45 FREQUENTLY ASKED QUESTIONS How will this information be used? It will benefit the Fire Department in the prevention, control a mitigation of dangerous conditions related to storage, dispensing, use, and handling of hazardous materials; and when responding to emergency calls to your facility. Is it necessary for me to report each chemical in the facility? Yes Exceptions: 1. The quantities of alcoholic beverages, medicines, foodstuffs and cosmetics, containing not more than 50% by volume of water-miscible liquids and with the remainder of the solutions not being flammable, in retail sales, occupancies are unlimited when packaged in individual containers not exceeding 4 liters. 2. Application and release of pesticide products and materials intended for use in weed abatement, erosion control, soil amendment, or similar applications. Do I have to use the forms provided? Yes. It is important that we maintain uniformity in our records for all facilities reporting information.

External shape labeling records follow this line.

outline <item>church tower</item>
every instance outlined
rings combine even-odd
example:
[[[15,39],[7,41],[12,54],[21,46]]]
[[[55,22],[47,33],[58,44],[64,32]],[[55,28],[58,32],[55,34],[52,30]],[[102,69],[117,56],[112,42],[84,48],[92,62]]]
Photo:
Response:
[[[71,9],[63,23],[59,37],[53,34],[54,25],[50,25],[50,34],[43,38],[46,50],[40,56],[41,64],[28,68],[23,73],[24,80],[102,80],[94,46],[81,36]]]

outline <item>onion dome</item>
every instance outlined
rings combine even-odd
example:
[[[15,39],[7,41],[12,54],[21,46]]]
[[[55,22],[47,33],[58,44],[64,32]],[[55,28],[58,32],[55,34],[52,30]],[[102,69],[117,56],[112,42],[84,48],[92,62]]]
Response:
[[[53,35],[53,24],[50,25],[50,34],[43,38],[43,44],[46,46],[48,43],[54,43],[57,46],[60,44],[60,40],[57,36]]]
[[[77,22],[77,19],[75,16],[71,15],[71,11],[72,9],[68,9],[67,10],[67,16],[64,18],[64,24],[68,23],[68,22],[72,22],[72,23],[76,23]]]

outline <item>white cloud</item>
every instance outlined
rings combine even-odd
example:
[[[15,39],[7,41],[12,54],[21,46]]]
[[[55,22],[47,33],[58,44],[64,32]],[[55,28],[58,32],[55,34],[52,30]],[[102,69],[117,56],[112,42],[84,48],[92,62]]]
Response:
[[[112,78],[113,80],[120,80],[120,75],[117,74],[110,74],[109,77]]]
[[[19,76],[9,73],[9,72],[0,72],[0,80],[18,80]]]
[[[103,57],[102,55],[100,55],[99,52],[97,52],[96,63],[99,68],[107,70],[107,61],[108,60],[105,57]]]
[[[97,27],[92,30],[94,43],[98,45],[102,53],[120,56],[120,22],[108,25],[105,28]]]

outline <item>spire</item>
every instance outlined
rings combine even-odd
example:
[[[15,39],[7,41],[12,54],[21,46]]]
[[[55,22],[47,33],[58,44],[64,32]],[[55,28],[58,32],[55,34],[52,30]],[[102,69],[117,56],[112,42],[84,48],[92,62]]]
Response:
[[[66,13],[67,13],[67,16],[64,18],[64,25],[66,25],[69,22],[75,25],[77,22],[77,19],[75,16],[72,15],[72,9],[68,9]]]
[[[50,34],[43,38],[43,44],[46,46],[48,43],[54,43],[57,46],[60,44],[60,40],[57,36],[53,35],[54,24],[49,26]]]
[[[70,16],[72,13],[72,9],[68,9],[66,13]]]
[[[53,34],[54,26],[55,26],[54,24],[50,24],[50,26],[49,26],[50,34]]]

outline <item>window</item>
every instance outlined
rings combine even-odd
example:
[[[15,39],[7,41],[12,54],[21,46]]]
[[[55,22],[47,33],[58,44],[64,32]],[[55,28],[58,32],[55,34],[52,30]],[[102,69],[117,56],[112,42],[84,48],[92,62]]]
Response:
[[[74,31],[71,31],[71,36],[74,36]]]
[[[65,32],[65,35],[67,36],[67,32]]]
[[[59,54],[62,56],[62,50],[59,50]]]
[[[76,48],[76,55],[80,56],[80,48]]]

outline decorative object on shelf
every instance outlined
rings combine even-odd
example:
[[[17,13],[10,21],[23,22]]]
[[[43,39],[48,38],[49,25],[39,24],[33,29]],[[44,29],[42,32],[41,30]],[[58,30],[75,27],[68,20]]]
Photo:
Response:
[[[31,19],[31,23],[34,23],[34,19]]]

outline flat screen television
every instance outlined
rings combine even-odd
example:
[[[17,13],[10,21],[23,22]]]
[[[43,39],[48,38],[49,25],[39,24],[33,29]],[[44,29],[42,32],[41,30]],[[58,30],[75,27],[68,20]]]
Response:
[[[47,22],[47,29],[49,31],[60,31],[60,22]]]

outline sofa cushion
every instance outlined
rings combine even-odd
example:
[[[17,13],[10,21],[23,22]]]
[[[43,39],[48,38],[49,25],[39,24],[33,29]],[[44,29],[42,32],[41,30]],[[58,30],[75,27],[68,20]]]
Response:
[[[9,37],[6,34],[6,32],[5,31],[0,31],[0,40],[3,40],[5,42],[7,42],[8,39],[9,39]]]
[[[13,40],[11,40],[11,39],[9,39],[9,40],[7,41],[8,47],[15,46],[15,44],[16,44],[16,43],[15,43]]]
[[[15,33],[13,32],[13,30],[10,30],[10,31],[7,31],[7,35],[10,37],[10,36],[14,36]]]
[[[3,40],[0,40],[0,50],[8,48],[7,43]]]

46 How often must I complete a Hazardous Materials Inventory Statement? Annually, when you renew your permit. Also, an amended HMIS shall be provided within 30 days of the storage of any hazardous materials which changes or adds a hazard class or which is sufficient in quantity to cause an increase in the quantity which exceeds 5% for any hazard class. Is it important that I submit copies of the Hazardous Materials Inventory Statement? Yes. This will assist you in preparing the forms the following year. Do I need to submit the Material Safety Data Sheet (MSDS) with this form? Yes, for all chemicals that do not have a CAS number. Preferably copied to CD.
47 INFORMATION SUBMITTAL FOR RENEWAL OF HAZARDOUS MATERIALS PERMIT ONLY Submit CD with completed General Information Form, Hazardous Material Inventory Statement (HMIS) and (if required) the Hazardous Material Management Plan (HMMP), along with a signed hardcopy of the General Information Form to: Glendale Fire Marshal Hazardous Materials Unit 6835 N. 57th Drive Glendale, AZ FOR NEW CONSTRUCTION, TENANT IMPROVEMENTS AND ANY RELOCATION Submit CD with completed General Information Form, Hazardous Material Inventory Statement (HMIS) and (if required) the Hazardous Material Management Plan (HMMP), along with a signed hardcopy of the General Information Form to: Glendale City Hall 2 nd Floor, Suite 263 Fire Department Plans Review 5850 W. Glendale Avenue Glendale, AZ 85301
48 WHAT HAPPENS WITH THIS INFORMATION? The information you submit will be examined to insure that the quantities listed do not exceed the maximum allowable quantities. Storage locations will be examined to insure that each hazardous material is safely separated from other incompatible materials. A copy will also be sent to the Glendale Fire Department Hazmat Unit in the event they are dispatched to your business.
49 We appreciate your efforts in completing this report. The information you provided is vital in helping us provide for the safety of the citizens of Glendale, the firefighters who serve this community, and your property. THANK YOU.